93. Но что нам долее останавливаться на Евангельских и Апостольских заповедях, когда и Ветхий Закон, который, кажется, несколько послабляет немощам нашим, тоже предостерегает от него, говоря: да не возненавидиши брата твоего во уме твоем (Лев. 19, 17), – и опять: путие злопомнящих в смерть (Притч. 12, 28), – и еще: да не отмщает рука твоя, и да не враждуеши на сыны людей твоих (Лев. 19, 18)? – Видишь, что и там неблагорасположенность к братиям отсекается не в деле только, но и в тайных помышлениях, когда повелевается с корнем извергать из сердца ненависть и за обиду не только не воздавать, но даже и не помнить о ней.

94. Иногда побежденные гордостию или нетерпением, когда чувствуем особое внутреннее понуждение исправить свой нестройный и беспорядочный нрав, жалуемся в себе, что не достает нам пустыни, в том, подразумевается, чаянии, что там, не будучи никем тревожимы, тотчас приобрели бы мы добродетель терпения, извиняя очевидно тем свое нерадение (об укрощении порывов гнева) и причину возбуждения их не своему приписывая нетерпению, а слагая на братий. Но если мы будем таким образом на других слагать причины нашей в сем неисправности, то никогда не возможем прийти в должную меру терпения и совершенства. Дело исправления и умирения сердца нашего не помещай в руках произволения другого, нашей власти нимало не подлежащего, но соблюдай его в благонастроении нашего произволения. Чтобы нам не приходить в гнев, это должно зависеть не от совершенства другого, но от нашей добродетели, стяжеваемой не чужим терпением, а собственным великодушием.

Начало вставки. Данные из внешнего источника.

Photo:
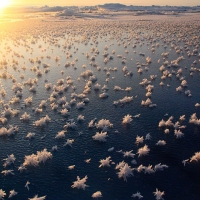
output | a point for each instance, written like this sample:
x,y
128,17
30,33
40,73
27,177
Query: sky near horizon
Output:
x,y
97,2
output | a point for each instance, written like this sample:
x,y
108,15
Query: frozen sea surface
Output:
x,y
39,50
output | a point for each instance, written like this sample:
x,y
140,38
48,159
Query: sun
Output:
x,y
4,3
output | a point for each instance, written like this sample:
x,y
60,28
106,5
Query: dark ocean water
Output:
x,y
53,178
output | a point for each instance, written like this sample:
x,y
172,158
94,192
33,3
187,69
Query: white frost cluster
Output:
x,y
194,119
9,160
35,159
127,119
105,162
103,124
124,100
25,117
97,194
80,183
100,136
143,151
125,171
8,131
42,122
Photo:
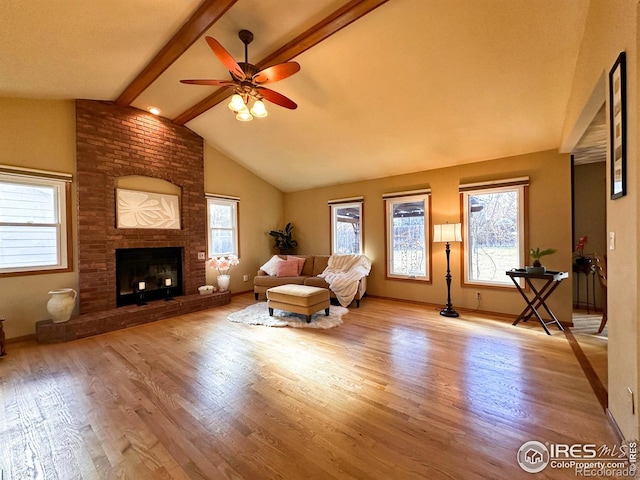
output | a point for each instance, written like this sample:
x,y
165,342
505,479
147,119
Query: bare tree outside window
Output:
x,y
493,240
346,231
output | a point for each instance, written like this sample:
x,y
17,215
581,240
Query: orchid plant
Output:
x,y
223,263
582,241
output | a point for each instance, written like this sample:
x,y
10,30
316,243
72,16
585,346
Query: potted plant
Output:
x,y
536,255
284,241
579,252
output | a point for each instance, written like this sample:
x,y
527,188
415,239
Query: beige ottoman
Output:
x,y
298,299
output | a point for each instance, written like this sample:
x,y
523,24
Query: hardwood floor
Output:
x,y
396,392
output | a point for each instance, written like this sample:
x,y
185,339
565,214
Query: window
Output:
x,y
223,225
346,227
407,233
494,231
33,222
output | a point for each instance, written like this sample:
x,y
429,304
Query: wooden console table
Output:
x,y
551,282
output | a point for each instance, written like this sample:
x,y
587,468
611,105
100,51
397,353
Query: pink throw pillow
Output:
x,y
299,260
287,268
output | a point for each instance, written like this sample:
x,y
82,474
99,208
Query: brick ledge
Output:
x,y
95,323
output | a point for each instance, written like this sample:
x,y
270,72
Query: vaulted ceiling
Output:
x,y
386,87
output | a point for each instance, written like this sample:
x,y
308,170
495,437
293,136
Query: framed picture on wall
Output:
x,y
618,128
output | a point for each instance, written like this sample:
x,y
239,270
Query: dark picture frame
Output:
x,y
618,127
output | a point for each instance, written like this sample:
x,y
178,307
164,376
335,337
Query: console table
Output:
x,y
551,281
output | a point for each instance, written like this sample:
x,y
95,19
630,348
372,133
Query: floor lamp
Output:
x,y
446,233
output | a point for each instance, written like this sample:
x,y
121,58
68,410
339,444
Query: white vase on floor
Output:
x,y
61,304
223,282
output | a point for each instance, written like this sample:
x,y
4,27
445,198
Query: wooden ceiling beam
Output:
x,y
335,22
208,13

95. К тому же искать пустыни следует совершенным и очищенным от всякой страсти, или по выварении начисто всех страстей в обществе братий, и вступать в нее не по малодушному бегству, а по желанию достигнуть высоты Божественного созерцания, которая и совершенными не может быть иначе приобретена, как в пустыне. Ибо какие страсти перенесем мы в пустыню не уврачеванными, те будут чувствоваться скрытыми в нас, а не истребленными. И пустынь как для очищенных сердцем приберегает чистейшее созерцание и в приискреннейшем видении открывает ведение духовных таин, так обыкновенно и страсти тех, кои не очистились от них, не только сохраняет, но еще усиливает. В таком случае иной дотоле кажется себе терпеливым и смиренным, пока ни с каким человеком не видается и не входит в сношение; но тотчас возвращается к прежнему своему нраву, как только какой-либо случай вызовет его к движению: тогда тотчас выникают из него страсти, которые скрывались и, как необузданные кони, откормленные в долгом бездействии, с большим стремлением и неистовством вырываются из своих затворов на погибель своего всадника. Ибо страсти, не будучи наперед очищены, более неистовыми делаются в нас, когда пресекаются случаи обнаружения и обуздания их среди людей. И самую тень терпения, которым, как воображалось, мы, живя в смешении с братиями, по-видимому обладали и которое проявляли по крайней мере из уважения к ним и стыда показаться пред всеми малодушными, теряем мы в беззаботной пустыне беспечности.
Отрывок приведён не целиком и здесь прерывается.